Dabei kommt es dort immer wieder zu Ausfällen. Allein in der vergangenen Woche führten Störungen dazu, dass in Frankreich von 61,4 Gigawatt installierter Leistung an Nuklearstrom zwischenzeitlich über die Hälfte fehlte, wie das Handelsblatt berichtet. In solchen Situationen ist Frankreich allerdings selbst auf die Hilfe anderer Länder angewiesen. Deutschland exportierte zeitweise bis zu fünf Gigawatt – und damit mehr, als die letzten drei deutschen Atomkraftwerke zusammen liefern können – und musste zu sehr hohen Preisen Strom am Spotmarkt zukaufen.

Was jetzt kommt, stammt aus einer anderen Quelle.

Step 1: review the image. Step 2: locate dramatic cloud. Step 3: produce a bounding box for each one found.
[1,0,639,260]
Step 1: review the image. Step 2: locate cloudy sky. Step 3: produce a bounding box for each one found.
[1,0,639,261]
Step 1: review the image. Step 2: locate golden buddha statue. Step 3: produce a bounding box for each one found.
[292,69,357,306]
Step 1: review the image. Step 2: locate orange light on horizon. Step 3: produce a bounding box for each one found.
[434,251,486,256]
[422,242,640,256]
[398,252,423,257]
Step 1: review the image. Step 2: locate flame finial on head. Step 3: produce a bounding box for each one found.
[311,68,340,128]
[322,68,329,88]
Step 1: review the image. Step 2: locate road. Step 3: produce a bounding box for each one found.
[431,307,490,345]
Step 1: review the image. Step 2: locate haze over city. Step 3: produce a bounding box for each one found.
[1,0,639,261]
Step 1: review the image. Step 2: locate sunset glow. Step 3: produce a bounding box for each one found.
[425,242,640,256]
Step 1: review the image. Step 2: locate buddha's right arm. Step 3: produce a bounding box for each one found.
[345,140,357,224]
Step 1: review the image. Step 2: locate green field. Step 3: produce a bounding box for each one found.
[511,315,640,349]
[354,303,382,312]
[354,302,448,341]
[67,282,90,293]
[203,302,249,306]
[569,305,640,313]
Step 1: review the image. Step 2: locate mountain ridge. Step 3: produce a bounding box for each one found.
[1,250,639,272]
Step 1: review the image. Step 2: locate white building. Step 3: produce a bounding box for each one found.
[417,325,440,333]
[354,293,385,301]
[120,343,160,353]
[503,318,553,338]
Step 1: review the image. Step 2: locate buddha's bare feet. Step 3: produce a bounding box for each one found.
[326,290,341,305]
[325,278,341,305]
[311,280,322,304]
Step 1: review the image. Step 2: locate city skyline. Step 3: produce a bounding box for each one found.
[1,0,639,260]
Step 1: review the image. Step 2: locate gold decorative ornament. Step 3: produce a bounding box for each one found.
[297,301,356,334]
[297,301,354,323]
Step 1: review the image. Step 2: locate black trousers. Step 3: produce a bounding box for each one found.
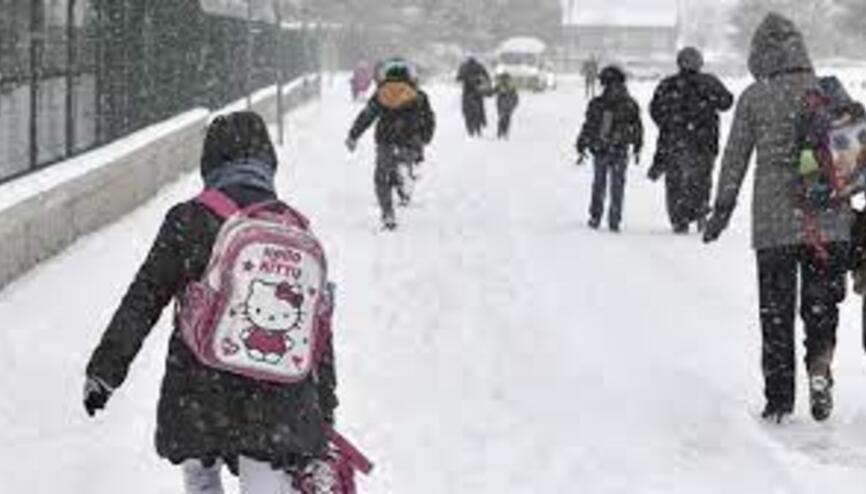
[462,94,487,136]
[589,152,628,228]
[497,110,514,138]
[375,148,401,218]
[756,243,848,407]
[665,150,714,229]
[375,146,418,218]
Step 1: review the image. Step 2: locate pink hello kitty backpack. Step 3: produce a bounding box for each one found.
[177,189,332,384]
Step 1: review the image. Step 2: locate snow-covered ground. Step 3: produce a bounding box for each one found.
[4,75,866,493]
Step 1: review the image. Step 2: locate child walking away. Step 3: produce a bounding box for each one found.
[495,73,520,139]
[703,13,854,424]
[576,65,643,233]
[346,58,436,231]
[84,112,372,493]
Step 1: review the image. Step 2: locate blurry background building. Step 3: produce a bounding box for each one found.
[560,0,681,73]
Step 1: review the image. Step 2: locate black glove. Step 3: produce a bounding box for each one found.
[576,153,587,166]
[83,376,113,417]
[703,206,734,243]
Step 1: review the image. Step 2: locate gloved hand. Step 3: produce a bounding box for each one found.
[576,152,588,166]
[345,137,358,153]
[633,151,641,166]
[83,376,113,417]
[702,206,734,243]
[647,167,662,182]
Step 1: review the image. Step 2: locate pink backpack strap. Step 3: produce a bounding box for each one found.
[197,189,240,219]
[327,427,374,474]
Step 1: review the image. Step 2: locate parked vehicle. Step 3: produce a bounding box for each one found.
[493,37,556,92]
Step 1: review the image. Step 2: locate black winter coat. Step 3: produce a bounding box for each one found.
[650,71,733,159]
[457,58,491,98]
[496,84,519,116]
[577,84,643,156]
[349,81,436,151]
[86,185,338,471]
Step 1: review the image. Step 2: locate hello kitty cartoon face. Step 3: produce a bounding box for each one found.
[244,280,305,331]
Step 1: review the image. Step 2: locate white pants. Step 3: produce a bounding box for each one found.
[183,456,297,494]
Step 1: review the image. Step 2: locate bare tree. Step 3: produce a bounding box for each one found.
[729,0,839,58]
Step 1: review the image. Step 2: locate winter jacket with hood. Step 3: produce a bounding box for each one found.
[650,51,733,161]
[86,111,338,472]
[577,71,643,157]
[349,78,436,150]
[712,13,852,250]
[457,57,491,97]
[495,76,520,116]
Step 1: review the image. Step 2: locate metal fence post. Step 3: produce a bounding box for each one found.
[274,1,284,145]
[94,0,103,144]
[246,0,252,110]
[29,0,47,170]
[66,0,77,155]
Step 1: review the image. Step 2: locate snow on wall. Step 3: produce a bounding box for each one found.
[0,75,321,290]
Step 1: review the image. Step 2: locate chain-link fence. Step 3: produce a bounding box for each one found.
[0,0,321,184]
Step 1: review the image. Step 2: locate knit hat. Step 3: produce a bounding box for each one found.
[599,65,626,86]
[677,47,704,72]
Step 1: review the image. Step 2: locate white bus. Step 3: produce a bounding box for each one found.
[494,37,556,92]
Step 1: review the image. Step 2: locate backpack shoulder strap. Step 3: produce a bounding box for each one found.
[242,200,311,230]
[196,189,240,219]
[326,426,374,474]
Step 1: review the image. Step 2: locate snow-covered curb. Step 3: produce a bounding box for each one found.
[0,75,321,289]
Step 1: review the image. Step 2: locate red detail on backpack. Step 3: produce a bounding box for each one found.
[293,427,374,494]
[177,189,332,384]
[796,79,866,261]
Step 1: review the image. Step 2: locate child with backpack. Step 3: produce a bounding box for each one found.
[83,112,371,493]
[576,65,643,232]
[346,58,436,230]
[494,72,519,139]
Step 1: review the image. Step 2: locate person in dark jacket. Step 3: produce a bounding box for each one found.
[582,55,600,99]
[577,65,644,232]
[703,13,852,423]
[457,56,491,137]
[346,59,436,230]
[84,111,338,492]
[494,72,520,139]
[649,47,734,234]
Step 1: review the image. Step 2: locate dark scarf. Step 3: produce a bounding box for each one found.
[203,158,276,193]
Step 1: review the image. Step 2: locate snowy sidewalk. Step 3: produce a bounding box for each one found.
[3,79,866,493]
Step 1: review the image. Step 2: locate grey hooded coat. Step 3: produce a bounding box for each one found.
[712,13,852,250]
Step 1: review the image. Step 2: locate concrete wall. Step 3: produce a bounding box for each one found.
[0,75,321,289]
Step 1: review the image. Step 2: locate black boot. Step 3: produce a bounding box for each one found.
[761,401,793,423]
[809,374,833,422]
[381,211,397,231]
[808,351,834,422]
[673,223,689,234]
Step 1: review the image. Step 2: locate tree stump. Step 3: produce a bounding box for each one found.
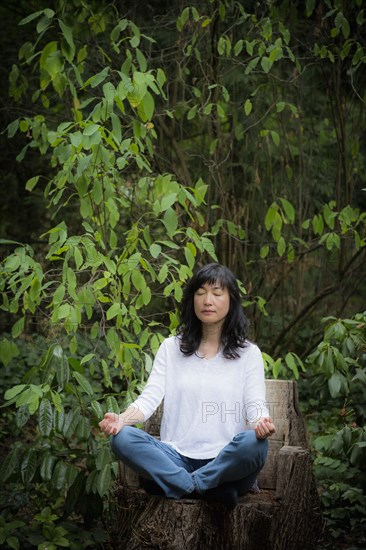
[111,380,323,550]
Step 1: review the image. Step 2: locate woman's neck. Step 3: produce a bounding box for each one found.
[199,321,224,358]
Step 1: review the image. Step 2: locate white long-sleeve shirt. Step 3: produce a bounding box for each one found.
[131,336,269,459]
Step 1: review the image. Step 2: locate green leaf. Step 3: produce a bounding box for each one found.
[21,448,38,484]
[106,303,121,320]
[101,359,112,388]
[4,384,26,401]
[39,398,53,436]
[90,400,104,420]
[52,460,67,490]
[277,236,286,257]
[0,339,20,367]
[19,9,53,26]
[53,284,65,305]
[261,56,272,73]
[59,19,75,61]
[40,453,56,481]
[260,245,269,259]
[83,123,100,136]
[150,243,161,258]
[25,175,40,192]
[97,464,111,497]
[264,204,277,230]
[0,445,22,483]
[163,207,178,237]
[244,99,252,116]
[105,396,120,414]
[271,130,280,146]
[328,371,342,398]
[12,317,25,338]
[161,192,177,211]
[280,198,295,223]
[132,269,146,291]
[187,105,197,120]
[73,371,94,396]
[138,91,155,122]
[80,353,95,365]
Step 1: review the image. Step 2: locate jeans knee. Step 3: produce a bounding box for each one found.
[110,425,135,458]
[234,431,268,464]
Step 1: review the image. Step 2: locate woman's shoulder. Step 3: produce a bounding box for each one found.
[159,334,182,351]
[237,340,262,358]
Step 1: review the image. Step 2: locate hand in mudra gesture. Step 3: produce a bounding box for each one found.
[254,417,276,439]
[99,412,123,436]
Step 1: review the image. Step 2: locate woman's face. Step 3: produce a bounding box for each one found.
[193,281,230,325]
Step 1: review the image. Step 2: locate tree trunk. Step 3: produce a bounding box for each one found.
[111,449,322,550]
[110,381,323,550]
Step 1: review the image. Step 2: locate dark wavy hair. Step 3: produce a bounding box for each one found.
[178,263,249,359]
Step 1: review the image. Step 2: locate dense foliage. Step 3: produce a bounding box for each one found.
[0,0,365,548]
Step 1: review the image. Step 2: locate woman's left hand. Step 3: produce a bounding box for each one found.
[255,417,276,439]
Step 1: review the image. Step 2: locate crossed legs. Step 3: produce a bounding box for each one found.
[111,426,268,500]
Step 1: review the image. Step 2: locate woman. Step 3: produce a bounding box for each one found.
[99,263,276,508]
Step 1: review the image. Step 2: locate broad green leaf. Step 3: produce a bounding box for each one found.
[80,353,95,365]
[260,56,272,73]
[25,175,40,192]
[16,404,30,428]
[245,56,260,74]
[163,207,178,237]
[280,198,295,223]
[138,91,155,122]
[105,396,120,414]
[19,10,44,26]
[187,105,197,120]
[52,460,67,490]
[96,447,111,471]
[21,449,38,484]
[53,284,65,305]
[244,99,252,116]
[86,469,99,494]
[59,20,75,61]
[12,316,25,338]
[103,82,115,101]
[260,245,269,258]
[150,243,161,258]
[271,130,280,146]
[63,409,81,437]
[264,204,277,230]
[83,123,100,136]
[161,193,177,211]
[101,359,112,388]
[90,400,104,420]
[277,236,286,257]
[73,371,94,396]
[85,67,109,88]
[328,371,342,398]
[285,353,299,379]
[54,303,70,320]
[0,445,22,482]
[106,303,121,320]
[39,398,53,436]
[132,269,146,291]
[0,339,20,367]
[97,464,111,497]
[40,453,56,481]
[184,246,195,269]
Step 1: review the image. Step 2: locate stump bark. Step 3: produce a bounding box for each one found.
[111,380,323,550]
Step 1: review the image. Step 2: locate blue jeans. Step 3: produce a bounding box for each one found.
[111,426,268,499]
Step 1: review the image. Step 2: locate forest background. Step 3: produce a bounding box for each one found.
[0,0,365,549]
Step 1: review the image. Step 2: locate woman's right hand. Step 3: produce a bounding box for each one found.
[99,412,124,436]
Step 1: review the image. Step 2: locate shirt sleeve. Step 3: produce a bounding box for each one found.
[243,344,270,424]
[129,339,167,421]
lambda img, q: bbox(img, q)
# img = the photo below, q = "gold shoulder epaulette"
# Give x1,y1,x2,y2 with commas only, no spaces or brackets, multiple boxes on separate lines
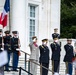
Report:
40,45,44,48
52,42,55,45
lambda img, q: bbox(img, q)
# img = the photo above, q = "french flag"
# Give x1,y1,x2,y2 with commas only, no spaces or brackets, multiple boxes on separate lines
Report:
0,0,10,28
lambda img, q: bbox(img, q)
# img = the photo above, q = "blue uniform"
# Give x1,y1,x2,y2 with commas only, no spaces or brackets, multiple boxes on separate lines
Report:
11,37,19,71
4,35,11,71
64,44,74,75
39,45,49,75
0,37,2,52
50,42,61,74
52,33,60,39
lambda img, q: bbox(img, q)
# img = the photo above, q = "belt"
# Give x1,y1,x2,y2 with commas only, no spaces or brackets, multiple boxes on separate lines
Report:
14,44,18,46
5,44,11,46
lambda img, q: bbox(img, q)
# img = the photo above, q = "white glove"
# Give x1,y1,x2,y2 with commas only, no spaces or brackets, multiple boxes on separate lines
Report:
1,48,4,51
16,48,20,51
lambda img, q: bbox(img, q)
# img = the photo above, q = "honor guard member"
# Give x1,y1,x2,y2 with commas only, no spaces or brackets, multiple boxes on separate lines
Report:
63,39,74,75
50,38,61,75
29,36,39,75
11,31,21,71
52,28,60,39
0,29,3,51
3,30,11,71
0,29,4,75
39,39,50,75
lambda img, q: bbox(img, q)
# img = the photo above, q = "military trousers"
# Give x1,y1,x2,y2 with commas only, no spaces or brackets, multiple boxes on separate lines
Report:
52,60,60,75
65,62,73,75
12,51,19,70
40,63,49,75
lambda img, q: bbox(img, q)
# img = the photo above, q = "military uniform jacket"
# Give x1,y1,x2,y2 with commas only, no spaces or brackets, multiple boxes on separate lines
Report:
29,42,39,61
50,42,61,61
11,37,19,52
39,45,49,63
0,36,2,52
0,37,2,48
52,33,60,39
4,35,11,52
64,44,74,62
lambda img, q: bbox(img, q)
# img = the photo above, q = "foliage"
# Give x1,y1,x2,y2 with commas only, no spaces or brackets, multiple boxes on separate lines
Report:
61,0,76,38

So stieg der französische Tagespreis (Day-Ahead-Preis) am 4. April auf einen Rekordwert von fast 3.000 Euro pro Megawattstunde (MWh), also fast drei Euro für eine Kilowattstunde, während Deutschland mit nur 101 Euro pro MWh zugleich dreißig Mal weniger zahlte.

Weil so ein hoher Anteil des Atomstroms bei gleichzeitig niedrigen Temperaturen weggebrochen ist und kaum Wind wehte, war Frankreich besonders stark auf Gas angewiesen. "Und da gehen die Preise derzeit durch die Decke", erklärt Volker Quaschning, Professor für Regenerative Energiesysteme an der Hochschule für Technik und Wirtschaft in Berlin, dem Handelsblatt.

Laut Bruno Burger, Energieexperte am Fraunhofer-Institut für Solare Energiesysteme (ISE), hätte Frankreich ohne Importe aus Deutschland und von anderen Nachbarn in der vergangenen Woche Teile seines Stromnetzes lahmlegen müssen. Seit mindestens sieben Jahren schon importiere Frankreich mehr Strom aus Deutschland als umgekehrt.

Zudem können gerade bei älteren "Atom-Meilern" derart komplexe Probleme auftreten, dass der Ausfall sich nicht abschätzen lasse, erklärt Mycle Schneider, Koordinator des World Nuclear Industry Status Report (WNISR). Demnach dauerten die realen Auszeiten im Durchschnitt 44 Prozent länger als geplant. "Wir haben auch schon erlebt, dass ein Wiederankopplungstermin bis zu 40-mal verschoben wurde", so Schneider.

Im vergangenen Jahr gingen wegen möglicher Korrosionsschäden bereits fünf Kraftwerke für Wartungsarbeiten vom Netz. Erst im Februar hatte Frankreichs überwiegend staatlicher Energiekonzern EDF eine Revision von drei weiteren Kraftwerken wegen möglicher Schäden angekündigt und korrigierte seine für 2022 erwartete Atomstromproduktion nach unten.
Ausufernde Kosten und technische Probleme hatten den Ausbau der Atomkraft durch EDF zuletzt behindert. Für einen umstrittenen Atomreaktor in Flamanville am Ärmelkanal, dessen Bau bereits 2007 begann, wurde erst kürzlich die Betriebsgenehmigung erteilt. Da auch die modernsten Reaktoren wegen Rissen im Not-Einspeisesystem von Störungen betroffen sind, gehen die Experten davon aus, dass in Frankreich wie bisher bis über die Hälfte der installierten Kapazität fehlen kann.